Sans compter qu’un délai supplémentaire poserait des problèmes juridiques, les élections européennes devant avoir lieu en mai prochain. Il faudrait d’une part se mettre d’accord sur la durée de ce délai, ce qui dépendra largement de la capacité de Theresa May à élaborer une solution qui soit acceptable à la fois par la Chambre des communes et par l’Union, et, d’autre part, trancher la question de leur participation aux institutions communautaires. Ce qui passera par un amendement aux traités qui devra être ratifié par les vingt-huit parlements. Trois solutions sont possibles : soit le Royaume-Uni organise des élections européennes, soit elle maintient ses députés actuels en fonction, soit elle envoie des députés nationaux pour siéger à Strasbourg. La question de la répartition des 73 sièges actuellement occupés par les eurodéputés britanniques qui a déjà été décidée (27 ont été attribués à des pays gravement sous-représentés comme la France (+5 sièges), le reste étant gelé pour les futurs élargissements) ne pose pas de problème, puisque le texte a prévu ce cas de figure : la composition du Parlement ne serait tout simplement pas modifiée dans un premier temps. La nouvelle répartition n’entrera en vigueur que lors de la sortie effective du Royaume-Uni.

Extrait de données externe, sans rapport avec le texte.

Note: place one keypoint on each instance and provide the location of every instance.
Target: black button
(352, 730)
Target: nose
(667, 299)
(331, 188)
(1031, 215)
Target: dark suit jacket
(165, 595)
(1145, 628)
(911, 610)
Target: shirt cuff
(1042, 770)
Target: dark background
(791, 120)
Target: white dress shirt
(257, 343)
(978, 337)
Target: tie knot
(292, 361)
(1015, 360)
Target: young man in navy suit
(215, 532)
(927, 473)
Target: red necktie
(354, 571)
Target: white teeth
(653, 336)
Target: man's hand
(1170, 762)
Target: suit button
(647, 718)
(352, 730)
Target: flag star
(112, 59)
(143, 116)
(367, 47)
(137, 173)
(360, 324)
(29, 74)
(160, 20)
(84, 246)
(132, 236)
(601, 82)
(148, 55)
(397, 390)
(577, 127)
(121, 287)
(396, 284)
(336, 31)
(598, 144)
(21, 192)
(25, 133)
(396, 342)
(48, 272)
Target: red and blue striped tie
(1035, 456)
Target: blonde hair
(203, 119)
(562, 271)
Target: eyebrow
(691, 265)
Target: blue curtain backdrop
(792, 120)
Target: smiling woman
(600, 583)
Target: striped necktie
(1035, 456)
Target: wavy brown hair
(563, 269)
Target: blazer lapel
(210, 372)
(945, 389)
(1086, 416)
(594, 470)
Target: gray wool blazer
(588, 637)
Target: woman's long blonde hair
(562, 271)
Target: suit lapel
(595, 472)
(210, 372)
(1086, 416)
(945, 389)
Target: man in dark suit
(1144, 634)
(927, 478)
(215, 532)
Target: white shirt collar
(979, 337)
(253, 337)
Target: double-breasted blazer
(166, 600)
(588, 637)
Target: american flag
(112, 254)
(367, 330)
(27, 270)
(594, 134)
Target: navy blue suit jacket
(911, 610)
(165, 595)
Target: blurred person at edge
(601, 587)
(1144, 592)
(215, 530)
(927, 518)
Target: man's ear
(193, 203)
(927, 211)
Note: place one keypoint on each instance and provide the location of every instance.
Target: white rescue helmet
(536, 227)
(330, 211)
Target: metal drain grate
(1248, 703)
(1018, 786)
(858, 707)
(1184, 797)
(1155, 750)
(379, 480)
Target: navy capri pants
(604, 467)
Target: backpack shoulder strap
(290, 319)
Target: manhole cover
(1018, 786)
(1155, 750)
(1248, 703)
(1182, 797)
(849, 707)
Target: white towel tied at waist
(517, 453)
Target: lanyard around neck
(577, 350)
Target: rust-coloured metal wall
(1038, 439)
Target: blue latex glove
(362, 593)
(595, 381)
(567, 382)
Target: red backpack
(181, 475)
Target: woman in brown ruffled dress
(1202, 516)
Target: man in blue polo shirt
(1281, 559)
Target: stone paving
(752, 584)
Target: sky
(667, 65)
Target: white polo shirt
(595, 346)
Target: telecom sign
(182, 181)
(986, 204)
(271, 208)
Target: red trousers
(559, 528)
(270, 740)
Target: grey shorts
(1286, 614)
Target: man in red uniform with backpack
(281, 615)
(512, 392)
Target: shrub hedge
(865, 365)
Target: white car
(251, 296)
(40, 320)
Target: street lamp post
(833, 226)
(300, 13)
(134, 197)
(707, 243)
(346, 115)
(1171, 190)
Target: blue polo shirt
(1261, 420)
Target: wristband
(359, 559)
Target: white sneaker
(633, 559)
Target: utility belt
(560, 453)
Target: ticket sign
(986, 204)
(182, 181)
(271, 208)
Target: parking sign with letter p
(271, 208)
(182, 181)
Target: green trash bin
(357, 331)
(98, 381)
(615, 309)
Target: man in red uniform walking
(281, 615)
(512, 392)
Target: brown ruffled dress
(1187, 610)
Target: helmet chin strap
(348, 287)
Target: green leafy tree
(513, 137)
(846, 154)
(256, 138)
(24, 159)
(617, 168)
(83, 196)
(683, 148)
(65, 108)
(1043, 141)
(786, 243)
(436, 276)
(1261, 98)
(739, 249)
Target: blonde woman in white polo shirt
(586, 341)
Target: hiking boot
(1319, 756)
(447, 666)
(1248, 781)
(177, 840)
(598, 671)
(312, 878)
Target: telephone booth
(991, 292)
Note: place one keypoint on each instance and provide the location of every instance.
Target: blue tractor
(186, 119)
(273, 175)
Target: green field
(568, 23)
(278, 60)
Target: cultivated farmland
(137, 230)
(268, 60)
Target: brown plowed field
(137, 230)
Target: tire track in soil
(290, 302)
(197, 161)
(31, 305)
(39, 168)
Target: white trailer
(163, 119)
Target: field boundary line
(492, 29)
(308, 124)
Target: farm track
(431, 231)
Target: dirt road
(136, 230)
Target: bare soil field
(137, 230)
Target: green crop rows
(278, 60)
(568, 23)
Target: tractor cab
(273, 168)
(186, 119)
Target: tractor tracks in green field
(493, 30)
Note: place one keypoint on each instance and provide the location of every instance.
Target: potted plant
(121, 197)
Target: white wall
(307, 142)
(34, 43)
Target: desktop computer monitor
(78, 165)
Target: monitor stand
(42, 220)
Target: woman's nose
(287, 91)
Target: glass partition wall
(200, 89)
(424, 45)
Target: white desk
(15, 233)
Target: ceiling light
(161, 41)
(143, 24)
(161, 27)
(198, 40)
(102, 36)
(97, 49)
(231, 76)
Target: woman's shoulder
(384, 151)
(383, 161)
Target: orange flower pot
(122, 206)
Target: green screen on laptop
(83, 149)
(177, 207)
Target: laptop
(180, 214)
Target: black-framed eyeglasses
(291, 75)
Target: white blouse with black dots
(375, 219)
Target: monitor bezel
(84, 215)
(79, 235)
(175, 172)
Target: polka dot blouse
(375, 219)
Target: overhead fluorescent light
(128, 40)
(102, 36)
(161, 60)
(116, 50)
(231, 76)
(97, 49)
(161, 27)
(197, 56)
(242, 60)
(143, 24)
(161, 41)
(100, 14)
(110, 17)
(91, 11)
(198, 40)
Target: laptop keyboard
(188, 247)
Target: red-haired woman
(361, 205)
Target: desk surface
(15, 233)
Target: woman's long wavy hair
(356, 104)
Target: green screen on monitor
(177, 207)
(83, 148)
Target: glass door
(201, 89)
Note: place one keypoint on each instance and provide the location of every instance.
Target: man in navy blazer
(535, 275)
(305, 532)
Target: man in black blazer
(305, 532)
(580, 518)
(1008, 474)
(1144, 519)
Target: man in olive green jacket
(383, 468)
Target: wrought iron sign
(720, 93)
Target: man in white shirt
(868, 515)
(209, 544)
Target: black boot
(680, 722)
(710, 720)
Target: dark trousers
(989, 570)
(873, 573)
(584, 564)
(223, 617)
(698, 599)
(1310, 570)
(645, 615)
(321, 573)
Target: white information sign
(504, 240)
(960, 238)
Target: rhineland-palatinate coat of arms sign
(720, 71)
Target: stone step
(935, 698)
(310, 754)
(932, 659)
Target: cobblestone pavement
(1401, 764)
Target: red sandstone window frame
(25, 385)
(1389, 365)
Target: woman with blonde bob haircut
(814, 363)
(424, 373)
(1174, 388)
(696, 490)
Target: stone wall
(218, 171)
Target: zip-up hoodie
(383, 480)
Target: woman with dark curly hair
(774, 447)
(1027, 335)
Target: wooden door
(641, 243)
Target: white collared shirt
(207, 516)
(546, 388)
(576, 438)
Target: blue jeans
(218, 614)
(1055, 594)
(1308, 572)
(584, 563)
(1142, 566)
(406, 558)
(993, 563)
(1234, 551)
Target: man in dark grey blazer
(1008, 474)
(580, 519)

Renégocier les traités européens
Autre possibilité hautement improbable : un retrait unilatéral de l’article 50, une possibilité reconnue par la Cour de justice européenne dans un arrêt de principe du 10 décembre dernier. Mais cela impliquerait soit un nouveau référendum, soit des élections législatives anticipées valant référendum... Ce retrait pourrait certes n’être que temporaire, rien n’empêchant Londres d’activer à nouveau l’article 50 dans un ou deux ans… Un cauchemar pour l’Union qui vivrait pour longtemps au rythme du Brexit.
À Paris, on commence à envisager, pour sortir par le haut de ce tête-à-tête impossible avec Londres, de profiter de cette crise pour remettre sur la table l’ensemble des traités afin de créer cette Europe à géométrie variable qu’Emmanuel Macron a esquissé lors de son discours de la Sorbonne en septembre 2017. Cela permettrait de régler au passage le problème britannique en créant un statut « d’État proche » associé à l’Union au sein d’un partenariat économique et politique. Un second cercle serait constitué du marché unique et des valeurs fondamentales. Un troisième, d’une zone euro fédérale… Mais faut-il entamer une telle négociation avec le Royaume-Uni encore à bord, c’est-à-dire avec son droit de véto, ou attendre le choc cathartique d’une sortie chaotique ? La réflexion ne fait que commencer.